The move also puts an end to Apple supplying Flash security updates to Mac OS X users as part of the operating system's patch process. Instead, users will have to know about, locate, download and install those fixes themselves.
That's not smart, said Andrew Storms, director of security operations at nCircle Security.
"What Apple is doing is separating themselves from the security community," said Storms, who didn't cotton to Apple's decision. "Users, who are likely running an outdated version, typically don't even know when Adobe issues patches."
"I just don't see the upside of this. Apple's not helping out," Storms said.
In the absence of Apple patching Flash, Adobe said Mac users were on their own for now. "Adobe recommends that users download the most up to date version of Adobe Flash Player from Adobe.com," a spokeswoman said.
She urged Mac users to regularly monitor Adobe's security blog, which posts news of impending and available Flash updates, or subscribe to its RSS feed to stay atop fixes.
Adobe plans to produce an auto-update notification feature in a future release of Flash Player for the Mac, but declined to set a release date.
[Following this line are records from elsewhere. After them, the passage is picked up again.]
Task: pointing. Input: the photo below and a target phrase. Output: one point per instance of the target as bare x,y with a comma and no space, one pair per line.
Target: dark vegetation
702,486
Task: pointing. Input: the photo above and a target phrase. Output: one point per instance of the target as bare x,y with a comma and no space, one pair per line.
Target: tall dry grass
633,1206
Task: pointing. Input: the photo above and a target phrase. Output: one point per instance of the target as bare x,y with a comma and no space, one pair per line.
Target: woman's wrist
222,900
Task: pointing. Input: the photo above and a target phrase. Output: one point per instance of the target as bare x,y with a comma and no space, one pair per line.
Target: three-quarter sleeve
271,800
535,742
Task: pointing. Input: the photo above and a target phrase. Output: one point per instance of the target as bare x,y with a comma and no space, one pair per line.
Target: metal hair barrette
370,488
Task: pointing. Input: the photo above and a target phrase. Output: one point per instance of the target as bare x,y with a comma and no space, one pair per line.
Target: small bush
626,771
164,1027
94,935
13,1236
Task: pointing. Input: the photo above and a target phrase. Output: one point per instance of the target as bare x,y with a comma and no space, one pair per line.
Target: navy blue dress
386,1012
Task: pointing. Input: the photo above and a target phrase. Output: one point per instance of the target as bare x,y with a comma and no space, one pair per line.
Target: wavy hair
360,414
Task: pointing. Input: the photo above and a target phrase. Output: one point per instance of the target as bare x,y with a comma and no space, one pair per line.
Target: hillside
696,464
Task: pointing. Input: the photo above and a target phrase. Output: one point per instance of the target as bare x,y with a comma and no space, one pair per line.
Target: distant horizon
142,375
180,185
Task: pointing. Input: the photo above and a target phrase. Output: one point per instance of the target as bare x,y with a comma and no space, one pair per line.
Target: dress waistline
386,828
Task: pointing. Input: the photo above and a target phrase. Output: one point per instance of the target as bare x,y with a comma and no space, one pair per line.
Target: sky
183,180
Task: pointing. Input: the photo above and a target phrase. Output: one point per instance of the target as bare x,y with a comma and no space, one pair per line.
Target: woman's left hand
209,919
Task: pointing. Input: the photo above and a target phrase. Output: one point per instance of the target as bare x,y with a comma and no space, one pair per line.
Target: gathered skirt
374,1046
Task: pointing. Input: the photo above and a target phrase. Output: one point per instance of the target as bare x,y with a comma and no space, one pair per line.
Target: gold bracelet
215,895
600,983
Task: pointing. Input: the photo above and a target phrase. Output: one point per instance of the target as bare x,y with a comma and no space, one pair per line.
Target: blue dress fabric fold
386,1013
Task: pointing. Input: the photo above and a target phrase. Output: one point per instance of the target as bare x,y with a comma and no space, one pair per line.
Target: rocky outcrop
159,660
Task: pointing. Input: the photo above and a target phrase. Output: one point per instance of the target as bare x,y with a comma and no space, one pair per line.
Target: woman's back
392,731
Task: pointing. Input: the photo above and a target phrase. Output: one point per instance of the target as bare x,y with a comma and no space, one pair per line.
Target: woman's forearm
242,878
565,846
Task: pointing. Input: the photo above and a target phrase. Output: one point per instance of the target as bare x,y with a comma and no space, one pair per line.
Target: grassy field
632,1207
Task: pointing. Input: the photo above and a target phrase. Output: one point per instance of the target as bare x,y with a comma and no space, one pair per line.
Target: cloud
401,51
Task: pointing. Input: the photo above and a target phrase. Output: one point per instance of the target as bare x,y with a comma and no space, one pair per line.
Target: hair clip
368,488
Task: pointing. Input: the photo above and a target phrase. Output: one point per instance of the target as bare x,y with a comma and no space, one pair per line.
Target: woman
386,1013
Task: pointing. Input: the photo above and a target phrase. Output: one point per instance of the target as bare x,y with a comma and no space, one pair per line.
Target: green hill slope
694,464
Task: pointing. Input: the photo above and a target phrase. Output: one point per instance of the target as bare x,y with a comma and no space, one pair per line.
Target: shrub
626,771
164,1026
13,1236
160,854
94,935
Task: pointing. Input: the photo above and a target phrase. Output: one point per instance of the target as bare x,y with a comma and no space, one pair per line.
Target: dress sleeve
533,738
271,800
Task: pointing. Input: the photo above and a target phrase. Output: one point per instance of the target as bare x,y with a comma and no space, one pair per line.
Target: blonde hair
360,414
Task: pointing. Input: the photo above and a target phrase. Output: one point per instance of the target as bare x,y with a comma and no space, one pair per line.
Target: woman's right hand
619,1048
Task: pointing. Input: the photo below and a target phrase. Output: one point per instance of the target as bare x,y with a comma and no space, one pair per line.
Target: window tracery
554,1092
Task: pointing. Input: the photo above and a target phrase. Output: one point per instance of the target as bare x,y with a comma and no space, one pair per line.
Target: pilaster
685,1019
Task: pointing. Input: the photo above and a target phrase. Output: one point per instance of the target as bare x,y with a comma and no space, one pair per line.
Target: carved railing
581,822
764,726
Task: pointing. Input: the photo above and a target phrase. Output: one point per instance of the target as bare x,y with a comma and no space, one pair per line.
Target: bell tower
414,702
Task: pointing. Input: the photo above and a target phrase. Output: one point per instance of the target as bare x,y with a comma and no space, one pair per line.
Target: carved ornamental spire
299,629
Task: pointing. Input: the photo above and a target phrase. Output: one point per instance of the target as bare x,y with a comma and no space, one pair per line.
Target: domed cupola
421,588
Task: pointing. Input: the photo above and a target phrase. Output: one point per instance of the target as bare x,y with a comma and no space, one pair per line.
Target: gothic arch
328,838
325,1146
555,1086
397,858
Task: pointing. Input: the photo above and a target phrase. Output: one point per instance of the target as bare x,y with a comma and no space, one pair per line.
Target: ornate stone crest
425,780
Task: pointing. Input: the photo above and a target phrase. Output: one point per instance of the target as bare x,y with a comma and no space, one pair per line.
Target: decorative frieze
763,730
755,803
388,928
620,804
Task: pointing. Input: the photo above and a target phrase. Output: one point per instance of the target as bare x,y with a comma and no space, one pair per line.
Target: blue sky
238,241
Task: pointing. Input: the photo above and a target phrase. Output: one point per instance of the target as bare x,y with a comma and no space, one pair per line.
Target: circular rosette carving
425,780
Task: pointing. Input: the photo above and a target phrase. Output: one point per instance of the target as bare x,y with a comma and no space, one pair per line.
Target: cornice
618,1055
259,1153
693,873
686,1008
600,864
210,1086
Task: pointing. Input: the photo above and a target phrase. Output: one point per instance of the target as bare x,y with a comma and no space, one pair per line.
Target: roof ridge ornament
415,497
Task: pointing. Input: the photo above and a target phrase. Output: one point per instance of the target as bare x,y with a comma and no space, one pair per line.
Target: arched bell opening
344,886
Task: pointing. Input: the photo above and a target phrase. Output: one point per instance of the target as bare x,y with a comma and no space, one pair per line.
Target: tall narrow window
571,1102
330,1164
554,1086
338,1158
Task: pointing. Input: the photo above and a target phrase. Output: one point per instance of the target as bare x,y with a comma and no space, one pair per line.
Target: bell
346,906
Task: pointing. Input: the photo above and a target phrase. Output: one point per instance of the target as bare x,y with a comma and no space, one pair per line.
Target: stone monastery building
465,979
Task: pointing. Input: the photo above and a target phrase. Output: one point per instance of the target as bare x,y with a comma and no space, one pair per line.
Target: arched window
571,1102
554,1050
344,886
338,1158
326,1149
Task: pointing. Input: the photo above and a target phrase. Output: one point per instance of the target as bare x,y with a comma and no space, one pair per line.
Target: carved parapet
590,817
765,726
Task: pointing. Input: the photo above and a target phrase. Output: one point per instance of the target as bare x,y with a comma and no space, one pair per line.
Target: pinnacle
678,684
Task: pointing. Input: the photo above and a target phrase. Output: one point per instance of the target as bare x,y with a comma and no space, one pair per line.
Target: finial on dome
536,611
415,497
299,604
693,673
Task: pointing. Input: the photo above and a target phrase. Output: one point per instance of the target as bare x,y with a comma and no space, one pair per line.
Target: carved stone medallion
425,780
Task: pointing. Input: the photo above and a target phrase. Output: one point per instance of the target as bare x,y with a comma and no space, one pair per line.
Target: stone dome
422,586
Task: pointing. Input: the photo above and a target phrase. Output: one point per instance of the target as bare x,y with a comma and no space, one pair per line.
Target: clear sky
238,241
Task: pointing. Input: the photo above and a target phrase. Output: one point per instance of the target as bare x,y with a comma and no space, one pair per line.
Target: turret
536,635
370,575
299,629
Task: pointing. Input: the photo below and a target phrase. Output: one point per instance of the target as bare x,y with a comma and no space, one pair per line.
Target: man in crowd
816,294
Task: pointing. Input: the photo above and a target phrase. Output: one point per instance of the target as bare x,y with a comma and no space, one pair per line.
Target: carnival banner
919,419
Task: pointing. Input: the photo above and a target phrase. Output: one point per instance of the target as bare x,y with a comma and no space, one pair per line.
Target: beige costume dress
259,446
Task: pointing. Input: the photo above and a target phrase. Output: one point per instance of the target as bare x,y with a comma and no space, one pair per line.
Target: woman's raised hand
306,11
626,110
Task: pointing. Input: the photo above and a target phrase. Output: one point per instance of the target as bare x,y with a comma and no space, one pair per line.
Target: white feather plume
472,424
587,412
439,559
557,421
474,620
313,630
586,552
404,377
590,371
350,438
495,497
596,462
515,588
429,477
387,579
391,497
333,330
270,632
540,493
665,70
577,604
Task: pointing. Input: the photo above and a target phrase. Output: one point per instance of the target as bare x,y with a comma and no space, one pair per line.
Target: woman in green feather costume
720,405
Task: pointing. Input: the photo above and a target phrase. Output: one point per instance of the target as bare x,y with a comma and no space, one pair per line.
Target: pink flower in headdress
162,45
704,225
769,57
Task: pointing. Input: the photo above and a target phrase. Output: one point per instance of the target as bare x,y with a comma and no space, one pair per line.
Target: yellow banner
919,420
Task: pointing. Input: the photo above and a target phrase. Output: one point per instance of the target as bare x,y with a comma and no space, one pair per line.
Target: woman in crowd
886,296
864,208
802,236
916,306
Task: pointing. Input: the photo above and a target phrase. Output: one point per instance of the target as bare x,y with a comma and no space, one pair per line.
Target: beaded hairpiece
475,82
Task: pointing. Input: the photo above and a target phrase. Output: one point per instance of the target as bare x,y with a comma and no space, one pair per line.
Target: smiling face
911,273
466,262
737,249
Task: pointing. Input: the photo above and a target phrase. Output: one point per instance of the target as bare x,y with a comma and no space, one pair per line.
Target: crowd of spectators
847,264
The feature would be similar to what's now offered to Windows users.
People running Mozilla's Firefox or Google's Chrome will have an edge during the interim.
Firefox, for example, includes a plug-in checker that detects out-of-date add-ons, including Flash Player, and provides a link to Adobe's download site. Chrome, meanwhile, automatically upgrades Flash Player in the background.
While Evans made no mention of Apple's anti-Flash stance, Storms saw the decision as another example of the rocky relationship between Apple and Adobe over the technology.
"Apple's trying to separate themselves even further from Flash," Storms said. "Microsoft doesn't update Flash either, but they seem more interested in working with vendors than Apple. Adobe is a good example."